Constructing silicon nanotubes by assembling hydrogenated silicon clusters

TL;DR

This study uses density functional calculations to design and analyze hydrogenated silicon nanotubes assembled from silicon clusters, revealing their stability, electronic properties, and potential for electronic applications.

Contribution

It introduces a systematic method to construct stable silicon nanotubes from hydrogenated silicon clusters and analyzes their stability and electronic properties.

Findings

Stable silicon nanotubes can be assembled from hydrogenated silicon clusters.

Certain nanotubes exhibit large energy gaps and potential for electronic devices.
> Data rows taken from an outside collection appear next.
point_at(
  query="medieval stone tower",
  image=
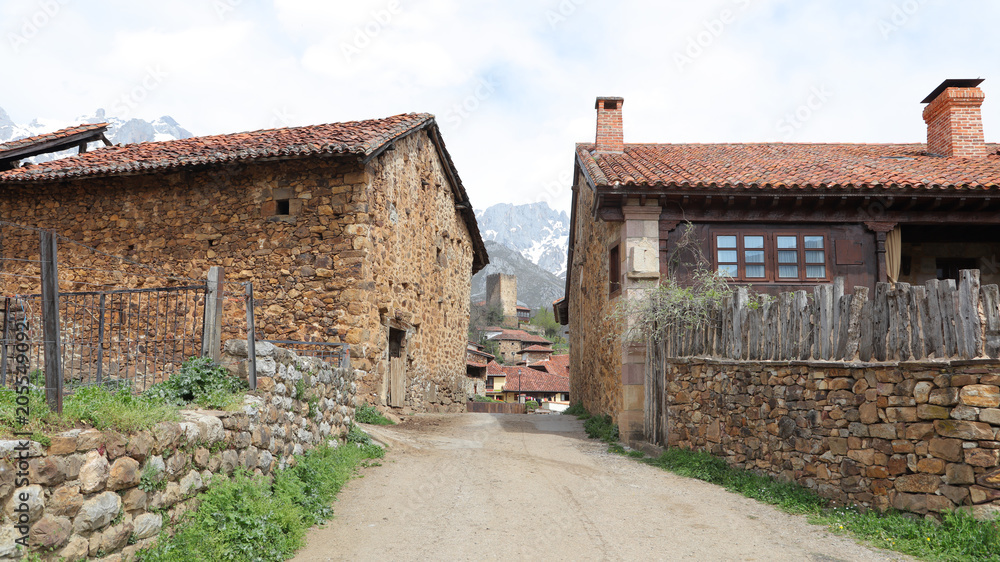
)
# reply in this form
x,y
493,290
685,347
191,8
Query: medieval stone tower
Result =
x,y
501,292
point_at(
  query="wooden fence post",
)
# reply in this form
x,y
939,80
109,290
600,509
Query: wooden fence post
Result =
x,y
50,321
251,341
211,333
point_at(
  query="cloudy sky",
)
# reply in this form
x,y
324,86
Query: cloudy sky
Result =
x,y
512,83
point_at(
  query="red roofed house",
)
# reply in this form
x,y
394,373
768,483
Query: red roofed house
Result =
x,y
778,215
511,342
358,232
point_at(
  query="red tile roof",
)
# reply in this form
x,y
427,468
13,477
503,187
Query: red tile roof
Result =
x,y
526,379
53,136
795,166
355,137
556,364
521,336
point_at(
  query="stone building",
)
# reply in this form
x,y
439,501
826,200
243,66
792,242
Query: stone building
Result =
x,y
358,232
779,216
501,293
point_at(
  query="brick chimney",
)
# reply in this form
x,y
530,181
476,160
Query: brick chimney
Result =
x,y
954,123
609,125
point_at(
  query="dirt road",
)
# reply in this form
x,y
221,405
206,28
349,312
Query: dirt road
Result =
x,y
519,487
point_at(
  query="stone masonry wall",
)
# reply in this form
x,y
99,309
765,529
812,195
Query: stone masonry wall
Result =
x,y
421,273
919,436
82,496
595,360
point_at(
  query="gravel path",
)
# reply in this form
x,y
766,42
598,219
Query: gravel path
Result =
x,y
517,487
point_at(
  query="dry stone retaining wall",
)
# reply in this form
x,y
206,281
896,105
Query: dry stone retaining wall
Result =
x,y
916,436
83,497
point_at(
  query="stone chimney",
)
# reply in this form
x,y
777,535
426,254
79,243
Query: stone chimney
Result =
x,y
609,125
954,123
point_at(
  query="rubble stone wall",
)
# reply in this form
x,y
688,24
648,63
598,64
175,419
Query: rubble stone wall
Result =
x,y
596,353
918,436
83,495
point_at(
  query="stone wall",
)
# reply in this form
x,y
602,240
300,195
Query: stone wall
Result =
x,y
362,247
84,496
421,258
595,354
916,436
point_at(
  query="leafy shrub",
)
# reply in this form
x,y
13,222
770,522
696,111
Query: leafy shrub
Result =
x,y
199,381
366,413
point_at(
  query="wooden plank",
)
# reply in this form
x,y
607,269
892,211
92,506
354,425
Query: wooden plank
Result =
x,y
803,323
854,325
251,339
921,344
953,334
865,332
211,333
880,321
50,320
968,305
843,317
990,295
838,293
933,334
903,328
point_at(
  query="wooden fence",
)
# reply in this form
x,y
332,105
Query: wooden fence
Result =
x,y
937,320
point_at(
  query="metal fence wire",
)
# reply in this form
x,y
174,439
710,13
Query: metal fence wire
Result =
x,y
134,336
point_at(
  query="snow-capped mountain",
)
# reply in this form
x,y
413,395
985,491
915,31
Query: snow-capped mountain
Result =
x,y
534,229
119,131
536,288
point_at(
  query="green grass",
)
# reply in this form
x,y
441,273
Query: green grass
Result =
x,y
248,518
365,413
957,537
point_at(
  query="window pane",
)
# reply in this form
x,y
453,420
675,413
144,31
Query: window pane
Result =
x,y
788,271
787,242
727,256
788,256
726,241
815,271
812,241
727,270
815,256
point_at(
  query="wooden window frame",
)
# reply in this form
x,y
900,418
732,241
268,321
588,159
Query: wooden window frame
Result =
x,y
771,255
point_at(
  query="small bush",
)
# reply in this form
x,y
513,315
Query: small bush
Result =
x,y
577,409
202,382
366,413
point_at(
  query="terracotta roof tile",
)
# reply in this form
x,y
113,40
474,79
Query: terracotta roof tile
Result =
x,y
54,135
355,137
791,166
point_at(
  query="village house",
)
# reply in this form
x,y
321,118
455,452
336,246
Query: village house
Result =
x,y
358,232
779,216
519,384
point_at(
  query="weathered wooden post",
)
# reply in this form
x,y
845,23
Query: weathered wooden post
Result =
x,y
211,334
50,321
251,341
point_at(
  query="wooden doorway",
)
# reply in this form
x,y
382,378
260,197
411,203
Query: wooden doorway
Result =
x,y
397,367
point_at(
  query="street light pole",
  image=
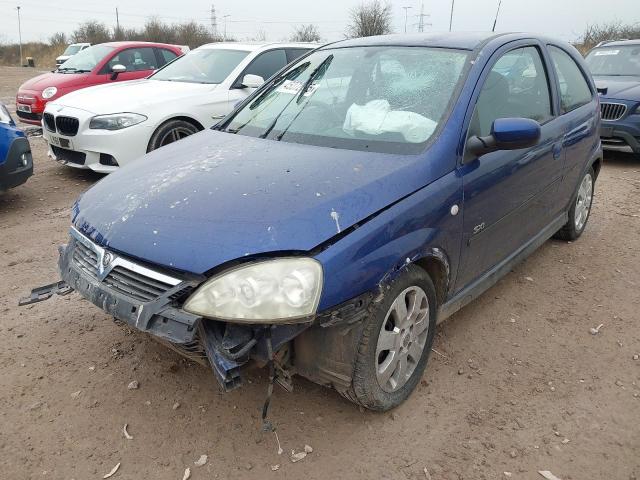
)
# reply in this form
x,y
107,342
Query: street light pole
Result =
x,y
406,13
19,34
225,26
451,17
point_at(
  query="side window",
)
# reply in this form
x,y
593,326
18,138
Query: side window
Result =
x,y
517,86
135,59
574,89
267,63
294,53
165,56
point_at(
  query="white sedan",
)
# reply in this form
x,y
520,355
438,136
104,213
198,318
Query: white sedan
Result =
x,y
108,126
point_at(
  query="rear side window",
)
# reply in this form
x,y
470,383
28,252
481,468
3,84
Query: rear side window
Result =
x,y
166,56
574,89
517,86
268,63
294,53
135,59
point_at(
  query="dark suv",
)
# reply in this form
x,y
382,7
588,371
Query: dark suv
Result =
x,y
616,70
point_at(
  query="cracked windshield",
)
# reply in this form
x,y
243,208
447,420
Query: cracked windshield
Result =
x,y
382,99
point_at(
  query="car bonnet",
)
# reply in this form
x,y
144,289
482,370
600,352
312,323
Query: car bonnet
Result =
x,y
216,197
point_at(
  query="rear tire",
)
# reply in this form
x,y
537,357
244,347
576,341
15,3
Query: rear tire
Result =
x,y
580,209
395,343
171,131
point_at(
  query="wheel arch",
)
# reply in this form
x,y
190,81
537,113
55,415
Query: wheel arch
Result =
x,y
184,118
436,263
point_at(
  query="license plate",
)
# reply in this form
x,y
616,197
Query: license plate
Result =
x,y
60,142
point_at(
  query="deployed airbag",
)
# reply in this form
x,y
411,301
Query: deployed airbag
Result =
x,y
376,117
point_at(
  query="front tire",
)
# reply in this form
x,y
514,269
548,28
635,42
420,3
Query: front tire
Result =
x,y
169,132
395,343
580,209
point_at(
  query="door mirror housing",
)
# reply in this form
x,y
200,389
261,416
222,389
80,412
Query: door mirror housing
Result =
x,y
252,81
506,134
116,70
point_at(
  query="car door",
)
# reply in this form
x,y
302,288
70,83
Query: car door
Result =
x,y
577,104
265,65
139,61
509,196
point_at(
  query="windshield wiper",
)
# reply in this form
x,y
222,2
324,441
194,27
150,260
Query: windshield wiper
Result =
x,y
312,76
319,70
316,74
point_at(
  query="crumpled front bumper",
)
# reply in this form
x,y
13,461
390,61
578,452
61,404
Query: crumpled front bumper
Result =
x,y
226,346
158,317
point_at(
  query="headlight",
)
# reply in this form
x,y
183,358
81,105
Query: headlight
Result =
x,y
49,92
272,291
116,121
4,115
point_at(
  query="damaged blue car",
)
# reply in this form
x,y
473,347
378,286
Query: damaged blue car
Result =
x,y
16,163
364,193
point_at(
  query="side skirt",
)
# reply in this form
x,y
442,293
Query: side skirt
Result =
x,y
479,286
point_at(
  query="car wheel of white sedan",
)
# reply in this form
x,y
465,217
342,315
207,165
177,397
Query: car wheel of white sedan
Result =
x,y
171,131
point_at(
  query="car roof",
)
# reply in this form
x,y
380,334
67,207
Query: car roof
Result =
x,y
253,46
619,43
463,40
138,43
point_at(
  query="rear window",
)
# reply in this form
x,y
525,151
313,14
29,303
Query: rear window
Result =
x,y
618,60
574,89
205,65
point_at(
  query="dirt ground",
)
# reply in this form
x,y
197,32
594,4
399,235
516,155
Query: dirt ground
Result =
x,y
518,383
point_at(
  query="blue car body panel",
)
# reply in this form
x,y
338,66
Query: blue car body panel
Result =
x,y
8,133
215,198
16,164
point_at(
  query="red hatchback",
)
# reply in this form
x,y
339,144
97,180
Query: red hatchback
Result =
x,y
103,63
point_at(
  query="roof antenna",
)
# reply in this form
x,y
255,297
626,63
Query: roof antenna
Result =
x,y
496,19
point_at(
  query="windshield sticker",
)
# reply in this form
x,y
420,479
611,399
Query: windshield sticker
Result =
x,y
606,52
293,87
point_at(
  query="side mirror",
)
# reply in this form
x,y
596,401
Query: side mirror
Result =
x,y
506,134
252,81
116,70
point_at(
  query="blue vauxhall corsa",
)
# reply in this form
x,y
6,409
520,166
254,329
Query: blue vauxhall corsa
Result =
x,y
367,191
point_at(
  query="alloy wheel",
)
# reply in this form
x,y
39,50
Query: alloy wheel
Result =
x,y
402,339
583,202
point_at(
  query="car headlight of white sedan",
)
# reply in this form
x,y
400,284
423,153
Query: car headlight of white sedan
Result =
x,y
283,290
49,92
115,121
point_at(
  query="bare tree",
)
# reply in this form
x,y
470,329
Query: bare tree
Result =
x,y
595,34
92,32
305,33
370,18
58,39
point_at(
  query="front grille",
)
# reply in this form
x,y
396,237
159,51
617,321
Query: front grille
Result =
x,y
121,279
28,115
135,285
49,122
67,125
69,155
86,259
612,111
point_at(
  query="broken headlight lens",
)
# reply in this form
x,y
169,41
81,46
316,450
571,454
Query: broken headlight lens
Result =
x,y
274,291
115,121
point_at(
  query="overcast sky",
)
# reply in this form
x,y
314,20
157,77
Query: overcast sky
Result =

The band gap transitions from direct to indirect with increasing tube radius.

Abstract

The search or design of silicon nanostructures similar to their carbon analogues has attracted great interest recently. In this work, density functional calculations are performed to systematically study a series of finite and infinite hydrogenated cluster-assembled silicon nanotubes (SiNTs). It is found that stable one-dimensional SiNTs with formula $Si_{m(3k+1)}H_{2m(k+1)}$ can be constructed by proper assembly of hydrogenated fullerene-like silicon clusters $Si_{4m}H_{4m}$. The stability is first demonstrated by the large cohesive energies and HOMO-LUMO gaps. Among all such silicon nanotubes, the ones built from $Si_{20}H_{20}$($m=5$) and $Si_{24}H_{24}$($m=6$) are the most stable due to the silicon bond angles that are most close to the bulk $sp^{3}$ type in these structures. Thermostability analysis further verifies that such tubes may well exist at room temperature. Finally, both finite nanotubes and infinite nanotubes show a large energy gap. A direct-indirect-direct band gap transition has been revealed with the increase of the tube radius. The existence of direct band gap may make them potential building blocks for electronic and optoelectronic devices.